F. CULOT : Elle m’en pose aujourd’hui évidemment pour la question du conflit d’intérêts, qui m’interdit de me charger de certains dossiers, mais c’est un choix et il faut l’assumer.

 

F. NATALIS : Enfin, parle-nous un peu de tes premières semaines en tant que député. Une anecdote ?

F. CULOT : C’est un métier qu’il faut vraiment apprendre. J’ai peu de temps devant moi avant les prochaines élections, ce qui m’impose de me mettre rapidement dans le bain, mais c’est une expérience enrichissante. Elle peut aussi être parfois frustrante. Par exemple, la semaine dernière, le Parlement wallon s’est penché sur un projet de décret imposant que, dans tous les collèges communaux, après les élections communales de 2018, soit présent au minimum 1/3 de membres d’un sexe différent, c’est-à-dire en pratique 1/3 de femmes dans chaque collège. Ce texte a été voté à l’unanimité et pourtant je suis persuadé qu’une majorité des parlementaires, dont je fais partie, était résolument opposée à cela.

Pourquoi me direz-vous avons-nous voté ce texte dans ce cas ? On l’a voté parce que deux textes étaient sur la table : un texte imposant la présence pour moitié de femmes et l’autre pour un tiers. Il a fallu accepter une forme de « deal » aux termes duquel, si on ne votait pas un tiers, c’est la moitié qui passerait.

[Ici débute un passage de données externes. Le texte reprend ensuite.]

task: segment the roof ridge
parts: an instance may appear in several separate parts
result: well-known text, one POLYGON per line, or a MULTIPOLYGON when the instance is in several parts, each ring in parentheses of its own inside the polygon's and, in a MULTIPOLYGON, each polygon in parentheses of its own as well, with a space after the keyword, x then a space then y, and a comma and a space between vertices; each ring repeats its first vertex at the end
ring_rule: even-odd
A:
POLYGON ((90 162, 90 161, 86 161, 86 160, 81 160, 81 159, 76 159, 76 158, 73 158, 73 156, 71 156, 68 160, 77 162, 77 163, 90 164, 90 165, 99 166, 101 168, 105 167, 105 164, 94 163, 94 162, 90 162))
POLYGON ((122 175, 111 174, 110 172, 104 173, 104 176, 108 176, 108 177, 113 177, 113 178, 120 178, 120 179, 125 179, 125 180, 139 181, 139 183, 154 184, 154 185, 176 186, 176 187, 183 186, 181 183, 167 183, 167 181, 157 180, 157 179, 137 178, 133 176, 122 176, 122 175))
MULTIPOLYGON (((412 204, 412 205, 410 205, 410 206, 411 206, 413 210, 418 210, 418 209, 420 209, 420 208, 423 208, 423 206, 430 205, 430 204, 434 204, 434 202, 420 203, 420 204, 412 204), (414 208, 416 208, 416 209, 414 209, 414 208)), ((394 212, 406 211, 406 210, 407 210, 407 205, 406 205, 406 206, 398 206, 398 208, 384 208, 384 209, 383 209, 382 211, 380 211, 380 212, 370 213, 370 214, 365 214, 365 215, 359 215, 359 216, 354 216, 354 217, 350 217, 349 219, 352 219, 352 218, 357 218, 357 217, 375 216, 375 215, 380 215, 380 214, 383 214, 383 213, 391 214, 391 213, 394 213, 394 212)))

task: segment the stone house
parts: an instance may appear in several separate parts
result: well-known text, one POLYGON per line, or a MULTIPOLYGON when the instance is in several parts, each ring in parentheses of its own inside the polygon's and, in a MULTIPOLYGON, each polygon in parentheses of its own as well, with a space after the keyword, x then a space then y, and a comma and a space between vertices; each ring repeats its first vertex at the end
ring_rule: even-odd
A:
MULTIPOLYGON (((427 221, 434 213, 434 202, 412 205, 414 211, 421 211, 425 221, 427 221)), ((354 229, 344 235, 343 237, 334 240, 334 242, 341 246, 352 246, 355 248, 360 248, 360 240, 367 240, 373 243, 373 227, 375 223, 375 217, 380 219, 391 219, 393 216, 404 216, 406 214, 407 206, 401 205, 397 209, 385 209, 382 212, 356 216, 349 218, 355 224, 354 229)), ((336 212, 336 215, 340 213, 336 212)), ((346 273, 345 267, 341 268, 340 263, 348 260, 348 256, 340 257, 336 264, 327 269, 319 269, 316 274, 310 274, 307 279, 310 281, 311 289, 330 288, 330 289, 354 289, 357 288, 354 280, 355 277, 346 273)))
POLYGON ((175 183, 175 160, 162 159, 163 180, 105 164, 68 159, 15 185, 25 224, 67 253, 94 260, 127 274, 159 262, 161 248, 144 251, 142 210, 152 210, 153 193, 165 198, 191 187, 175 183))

A l’heure actuelle, il y a déjà une obligation d’avoir un membre dans le collège d’un sexe différent. Les deux sexes sont donc déjà obligatoirement représentés. Mais aller au-delà en imposant le tiers, ou la moitié comme certaines le voulaient, est selon moi une grande erreur. Cela va aboutir à moins de bonne gouvernance, à moins de démocratie locale et à moins de débats sur les projets pour avoir davantage de débats tournés autour des personnes. En effet, je pressens qu’un grand nombre de partis vont conditionner des accords de majorité à la question de savoir qui amènera la ou les échevines, plutôt que d’avoir d’abord un débat sur le projet de ville. Je précise que je n’ai aucune difficulté à voir un collège qui serait très majoritairement composé de femmes, la question n’est pas là, la question est de porter atteinte à la liberté par voie décrétale. On doit laisser l’électeur se prononcer sur base des listes qui lui sont proposées avec, à l’heure actuelle, déjà la moitié de candidats hommes et la moitié de candidats femmes. Je suis pour la liberté dans la composition des collèges sur base du résultat électoral, mais également, je l’espère, des compétences et des motivations affichées par les uns et par les autres. Dans de petites communes, où les collèges peuvent être de taille très réduite, il n’est pas nécessairement évident de trouver des candidats pour être membres du collège, et imposer des quotas comme ceux-là va encore compliquer les choses. De la même manière, dans des villes plus grandes, imposer un nombre déterminé d’échevins d’un sexe particulier va conduire à ce qu’un parti majoritaire sortant des élections imposera peut-être à son partenaire d’amener d’abord des candidats en fonction de leur sexe, plutôt qu’en fonction de leurs compétences, de leurs motivations ou de leur disponibilité, et ça je ne l’accepterai jamais.

Photo FC HD

F.NATALIS : Merci Fabian pour tous ces commentaires et bonne continuation.